A north-east MSP called for “urgent government action” after oil giant Shell said yesterday it was axeing 90 onshore roles in Aberdeen.
Labour’s Lewis Macdonald said it highlighted a need for support to protect jobs and skills in the UK oil and gas industry amid “the ongoing impact of the downturn” caused by a sharp slump in oil prices.
“The failure of other parties to act makes the result of next week’s general election even more important,” he added.
But there is hope for the Shell and agency workers affected, as Chrysaor, the company buying a package of North Sea assets from the oil major, is recruiting.
In January, Shell announced a deal to sell its interests in nine UK North Sea fields and a 10% stake in Schiehallion, west of Shetland, to Chrysaor for up to £3billion.
The deal is expected to go through in the second half of 2017.
It is hoped that a large number of employees affected by the cuts at Shell will find work at Chrysaor, which recently agreed terms to become the third and biggest tenant in The Capitol office development in Union Street, Aberdeen.
A spokesman for Chrysaor said the North Sea newcomer was advertising nearly 100 onshore vacancies, while both it and Shell were working together to “minimise the possibility of job losses”.
Chrysaor is boosting its head count in advance of its “go-live date”, he said, adding vacancies were being advertised on Shell’s systems.
A Shell spokeswoman said: “We need to alert staff to the upcoming changes before a separate open resourcing process for jobs transferring to Chrysaor under the recently announced asset sale closes.
“Many of the staff likely to be affected by the reductions have the right skills and capabilities to be competitive for the roles transferring to Chrysaor.”
The impacted roles at Shell cover a range of positions across Shell’s onshore support organisation in Aberdeen.
It is understood that half of the posts are currently filled by full-time Shell employees, while the rest are staffed by agency workers.
Shell said the job losses were not all related to the divestment of assets to Chrysaor.

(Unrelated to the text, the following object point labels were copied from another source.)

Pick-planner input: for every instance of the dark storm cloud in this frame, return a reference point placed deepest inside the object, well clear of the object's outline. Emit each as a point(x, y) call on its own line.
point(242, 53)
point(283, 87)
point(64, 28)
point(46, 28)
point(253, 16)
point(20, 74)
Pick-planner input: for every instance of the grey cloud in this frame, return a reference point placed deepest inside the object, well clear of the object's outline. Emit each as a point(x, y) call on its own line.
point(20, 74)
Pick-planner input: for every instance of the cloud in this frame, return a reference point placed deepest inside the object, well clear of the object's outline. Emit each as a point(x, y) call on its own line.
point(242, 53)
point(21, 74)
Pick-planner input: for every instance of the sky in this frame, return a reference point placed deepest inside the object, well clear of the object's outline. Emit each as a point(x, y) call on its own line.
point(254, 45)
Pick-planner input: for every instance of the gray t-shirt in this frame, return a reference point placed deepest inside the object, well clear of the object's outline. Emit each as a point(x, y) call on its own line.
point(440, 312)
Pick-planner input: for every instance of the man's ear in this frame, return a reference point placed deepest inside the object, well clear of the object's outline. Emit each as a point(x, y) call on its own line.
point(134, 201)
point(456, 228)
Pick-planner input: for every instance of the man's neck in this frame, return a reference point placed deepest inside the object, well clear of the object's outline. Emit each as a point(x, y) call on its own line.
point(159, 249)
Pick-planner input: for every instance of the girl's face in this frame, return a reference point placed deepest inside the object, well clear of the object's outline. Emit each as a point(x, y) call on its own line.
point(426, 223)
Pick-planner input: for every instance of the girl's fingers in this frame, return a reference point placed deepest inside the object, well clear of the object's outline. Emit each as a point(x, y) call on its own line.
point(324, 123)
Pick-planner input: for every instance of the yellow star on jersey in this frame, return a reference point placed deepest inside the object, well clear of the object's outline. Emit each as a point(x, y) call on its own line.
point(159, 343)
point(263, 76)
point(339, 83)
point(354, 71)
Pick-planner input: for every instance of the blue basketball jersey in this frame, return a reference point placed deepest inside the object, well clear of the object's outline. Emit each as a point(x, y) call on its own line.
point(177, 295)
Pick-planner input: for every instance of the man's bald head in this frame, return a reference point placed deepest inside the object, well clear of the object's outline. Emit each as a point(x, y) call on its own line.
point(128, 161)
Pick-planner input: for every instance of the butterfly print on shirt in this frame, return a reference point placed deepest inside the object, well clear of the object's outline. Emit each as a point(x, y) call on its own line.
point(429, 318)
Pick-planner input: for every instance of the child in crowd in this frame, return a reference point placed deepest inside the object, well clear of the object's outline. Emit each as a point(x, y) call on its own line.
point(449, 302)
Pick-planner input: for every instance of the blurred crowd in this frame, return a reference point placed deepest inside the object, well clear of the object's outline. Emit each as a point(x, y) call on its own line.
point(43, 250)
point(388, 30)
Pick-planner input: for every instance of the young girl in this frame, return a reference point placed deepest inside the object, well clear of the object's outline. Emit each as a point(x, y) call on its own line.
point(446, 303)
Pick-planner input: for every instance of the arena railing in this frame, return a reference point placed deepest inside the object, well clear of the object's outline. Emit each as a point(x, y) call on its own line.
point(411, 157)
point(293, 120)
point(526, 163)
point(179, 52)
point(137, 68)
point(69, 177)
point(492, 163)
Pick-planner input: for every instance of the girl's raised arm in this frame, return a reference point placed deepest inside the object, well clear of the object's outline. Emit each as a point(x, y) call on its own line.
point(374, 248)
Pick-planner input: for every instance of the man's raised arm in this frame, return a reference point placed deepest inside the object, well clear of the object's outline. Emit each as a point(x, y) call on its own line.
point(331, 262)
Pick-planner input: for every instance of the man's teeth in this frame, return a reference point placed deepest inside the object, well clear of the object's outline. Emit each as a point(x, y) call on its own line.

It added the cuts were part of efforts to make sure Shell has a “sustainable and competitive” business in the North Sea following divestment.
Steve Phimister, Shell’s upstream vice-president for the UK and Ireland, said: “We intend to reduce the size of the organisation by approximately 90 onshore positions by the end of 2017. Offshore roles will not be impacted by this decision.
“Our aim is to ensure our organisation is appropriate to support our drive to become the most competitive and resilient oil and gas business on the UK continental shelf. We are committed to the UK North Sea and see considerable future value and opportunity; we remain a significant employer and aim to continue to invest significantly in the North Sea in the coming years.”
Visiting Aberdeen yesterday, Greg Clarke, UK secretary of state for business, energy and industrial strategy, said: “There are big opportunities in this sector and I’m absolutely determined to pursue every one of them.”